Jo Easterbrook and Julie Charlton on the House of Lords' judgment on Savage.
In an important case for health professionals, the House of Lords has provided useful guidance on the nature and extent of the obligation under Article 2 (The Right to Life) in the provision of healthcare. Bevan Brittan LLP was instructed by the NHSLA to represent the Appellant, South Essex Partnership NHS Foundation Trust.
The judgment on 10 December 2008 in the case of Savage v South Essex Partnership NHS Foundation Trust, confirms that where a patient is detained under the Mental Health Act and there is a “real and immediate risk of suicide” the positive obligations of Article 2(1) include a requirement to take operational steps to prevent that harm. As such, a right to bring a claim under the Human Rights Act 1998 will arise. The case concerns a compulsorily detained patient with a long history of mental illness who was cared for on an open acute psychiatric ward and had periods of leave outside the hospital. She absconded from the hospital and committed suicide. Her daughter brought proceedings under the Human Rights Act 1998 alleging that the hospital had violated her mother’s right to life under Article 2. No claim was brought in negligence under either the Law Reform (Miscellaneous Provisions)Act 1934 or the Fatal Accidents Acts. The Trust denied liability and sought a determination as a preliminary issue of the proper test to establish a breach under Article 2. Relying on Powell v United Kingdom, the court found that in the absence of gross negligence (and it was conceded that there had been no gross negligence) the claim must fail because the obligations arising from Article 2 did not require health authorities to take operational measures to prevent the harm. In other words, a negligent error by a nurse or clinician was not sufficient to trigger a breach of Article 2.
The appellate courts disagreed and the House of Lords found that in this case, the current thrust of the Strasbourg jurisprudence favoured the view taken in Osman v United Kingdom(1998) that Article 2 implied “in certain well defined circumstances a positive obligation on the authorities to take preventative operational measures to protect an individual” and that such circumstances would include those detained under the Mental Health Act 1983. Referring to the case of Keenan where a prisoner in custody committed suicide, Baroness Hale noted that “the authorities are under an obligation to protect the health of persons deprived of liberty” and that does not mean simply an obligation to have systems in place to provide access to necessary healthcare, but an obligation to provide it.
In accordance with what is known as the Osman test, that obligation will only arise where there is “a real and immediate risk of suicide”. The threshold is noted to be high and more difficult to establish in practice than ordinary negligence.
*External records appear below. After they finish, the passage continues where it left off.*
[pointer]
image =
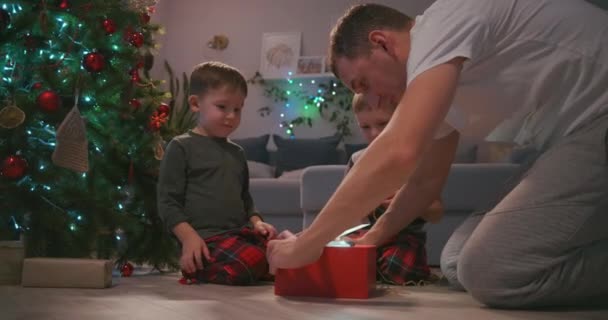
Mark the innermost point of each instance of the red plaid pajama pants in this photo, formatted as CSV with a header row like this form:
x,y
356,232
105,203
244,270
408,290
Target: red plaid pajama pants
x,y
237,258
402,259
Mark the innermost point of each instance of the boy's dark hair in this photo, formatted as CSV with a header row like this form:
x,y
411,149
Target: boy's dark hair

However, if triggered, then Article 2 requires staff to do all that can reasonably be expected to prevent the patient from committing suicide.
As to how the obligation may be interpreted in practice, there is some helpful guidance and perhaps reassurance to those concerned that it might lead to greater restrictions on patients’ liberty. The steps taken by the hospital should be proportionate, balancing Article 2, with the rights of liberty and autonomy in Articles 5 and 8, and taking into account the therapeutic objectives of the detention and the resources available. Baroness Hale concluded that “Applying the Osman/Keenan approach in this context should not persuade the professionals to behave any more cautiously or defensively than they are already persuaded to do by the ordinary law of negligence”.
Having established the appropriate test, this particular case can now proceed to a trial on its merits. However, this is a developing area of law and further case law will undoubtedly follow which will define the nature and extent of the Osman/Keenan test in the health context.